Surat City Bus
- Parent: Surat Municipal Corporation
- Founded: 2007
- Service area: Surat, India
- Service type: Commuter bus
- Fleet: 1136
- Daily ridership: 3.50 Lakhs
- Fuel type: Diesel; CNG; Electric;

= Surat City Bus =

Surat City Bus is the name under which city buses are operated in Surat, Gujarat, India. It is operated by a private entity-'Sitilink' under a public private partnership model for the Surat Municipal Corporation (SMC). The model is based on an earlier model by the Ahmedabad Municipal Transport Service (AMTS) which operated bus services in Ahmedabad on a public-private partnership, but subsequently failed.

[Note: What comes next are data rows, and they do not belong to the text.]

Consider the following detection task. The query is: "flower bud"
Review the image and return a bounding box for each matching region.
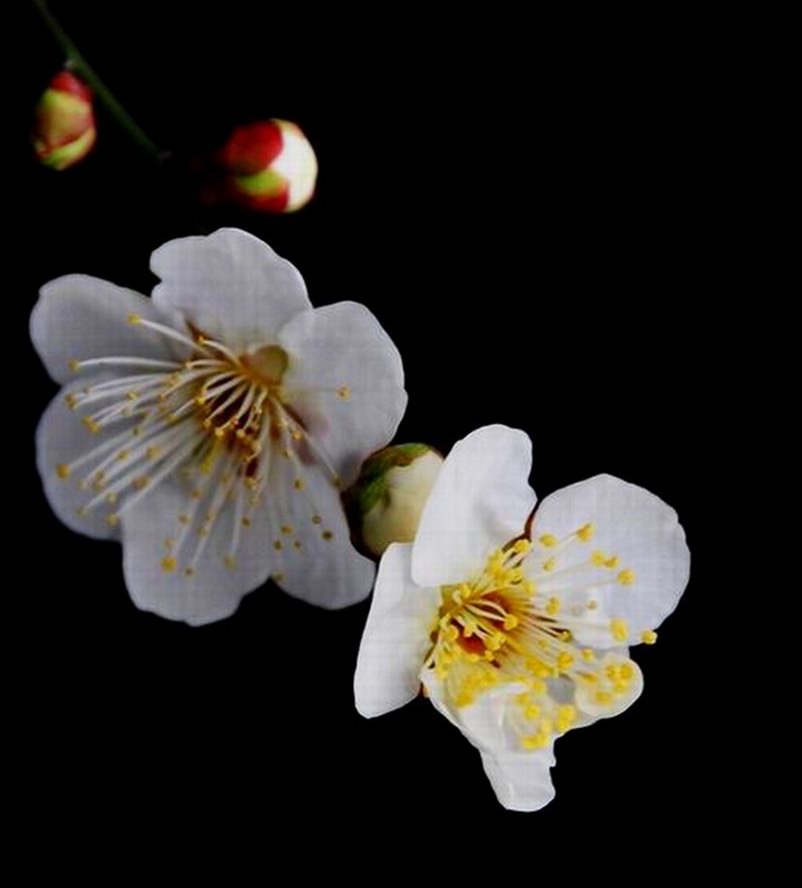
[32,71,97,170]
[348,444,443,557]
[220,119,317,213]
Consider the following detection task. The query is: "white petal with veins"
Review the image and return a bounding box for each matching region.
[354,543,440,718]
[412,425,535,586]
[150,228,311,351]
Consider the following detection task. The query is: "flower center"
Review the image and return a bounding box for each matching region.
[426,524,656,749]
[56,315,343,577]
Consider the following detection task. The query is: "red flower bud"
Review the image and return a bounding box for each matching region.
[219,119,317,213]
[32,71,97,170]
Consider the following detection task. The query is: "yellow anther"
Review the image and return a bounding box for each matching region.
[485,635,507,651]
[610,617,629,641]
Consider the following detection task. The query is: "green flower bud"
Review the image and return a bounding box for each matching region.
[347,444,443,558]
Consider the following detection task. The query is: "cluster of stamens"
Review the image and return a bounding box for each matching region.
[426,524,657,749]
[56,315,350,579]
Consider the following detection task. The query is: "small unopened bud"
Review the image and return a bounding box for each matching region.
[32,71,97,170]
[348,444,443,557]
[219,119,317,213]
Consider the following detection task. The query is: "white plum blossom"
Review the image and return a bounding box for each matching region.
[31,229,406,624]
[355,426,690,811]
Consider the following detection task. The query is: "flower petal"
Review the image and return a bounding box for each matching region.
[121,481,271,626]
[36,377,125,539]
[424,670,555,811]
[354,543,440,718]
[150,228,310,350]
[412,425,536,586]
[532,475,690,647]
[482,744,555,811]
[279,302,407,486]
[31,274,172,382]
[265,451,376,609]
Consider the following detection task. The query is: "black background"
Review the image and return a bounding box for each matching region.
[12,0,720,871]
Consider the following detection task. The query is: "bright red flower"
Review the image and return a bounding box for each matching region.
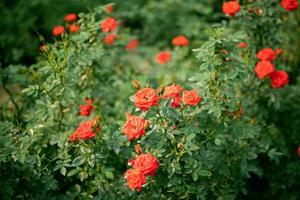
[65,13,77,23]
[270,70,289,88]
[132,153,159,176]
[69,24,80,33]
[52,26,65,36]
[123,113,148,141]
[156,51,172,64]
[134,88,159,111]
[256,48,276,61]
[100,17,118,33]
[237,42,248,48]
[280,0,299,11]
[103,34,117,45]
[80,99,94,116]
[163,84,182,98]
[182,90,202,106]
[125,39,139,51]
[69,120,99,142]
[124,169,146,191]
[134,144,143,155]
[254,61,275,79]
[172,35,189,46]
[105,4,114,14]
[222,1,240,16]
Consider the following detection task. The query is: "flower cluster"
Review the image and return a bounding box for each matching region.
[254,48,289,88]
[124,153,159,191]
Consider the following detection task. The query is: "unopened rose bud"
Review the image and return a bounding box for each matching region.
[132,80,141,90]
[134,144,143,155]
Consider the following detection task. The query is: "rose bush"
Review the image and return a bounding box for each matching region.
[0,0,300,199]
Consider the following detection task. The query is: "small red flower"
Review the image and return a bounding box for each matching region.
[100,17,118,33]
[105,4,114,14]
[134,88,159,111]
[172,35,189,46]
[132,153,159,176]
[69,24,80,33]
[134,144,143,155]
[123,113,148,141]
[65,13,77,23]
[254,61,275,79]
[270,70,289,88]
[69,120,99,142]
[237,42,248,48]
[256,48,276,61]
[222,1,240,16]
[52,26,65,36]
[125,39,139,51]
[280,0,299,11]
[124,169,146,191]
[156,51,172,65]
[182,90,202,106]
[103,34,117,45]
[80,99,94,116]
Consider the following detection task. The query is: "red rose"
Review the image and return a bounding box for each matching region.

In 2012, the Government of Gujarat announced that it would set up similar transport facilities in 180 cities across the state under a public-private partnership.

== History ==
In 1997, the Surat Municipal Corporation had submitted a feasibility report to the Government of Gujarat, for privatisation of bus services in Surat city, as existing services being operated by the state-run Gujarat State Road Transport Corporation (GSRTC) were found to be loss-making and insufficient for the city. In 1999, the GSRTC inaugurated a new bus stand and office at Udhna for city and rural bus services in and around the city.

== Operations ==
In August 2007, the SMC entered into an agreement with a private entity to provide bus services for a period of five years. These buses were referred to as Redline buses and were fueled by compressed natural gas (CNG). In 2013, the SMC was unable to find a new operator, forcing it to extend the existing agreement by a few months. Subsequently, Redline services were suspended because the operator could not break even with the service. This reportedly affected 80,000 commuters per day across the city.
In July 2013, the SMC launched a new line of services labelled Blueline buses, operated by a different operator. A total of 120 bus stops were constructed by the SMC prior to the Blueline buses being flagged off. The Blueline service is expected to run 125 buses for six years. The passenger number has risen from 3,000 to 65,000 and the SMC's revenue, too, shot up from ₹46,000 to ₹600,000 daily. The ministry said that in Surat city the model shift of passengers from autorickshaw to city bus is about 86.91 per cent.
At least 6.18 per cent of two-wheel passengers, 0.67 per cent of car users and nearly 5 per cent of other passengers have started using city buses.

== Fleet ==
It consists of 1136 buses and runs on 66 different routes, covering 85 per cent of urban area. More than 3.50 lakh passengers use public transport daily.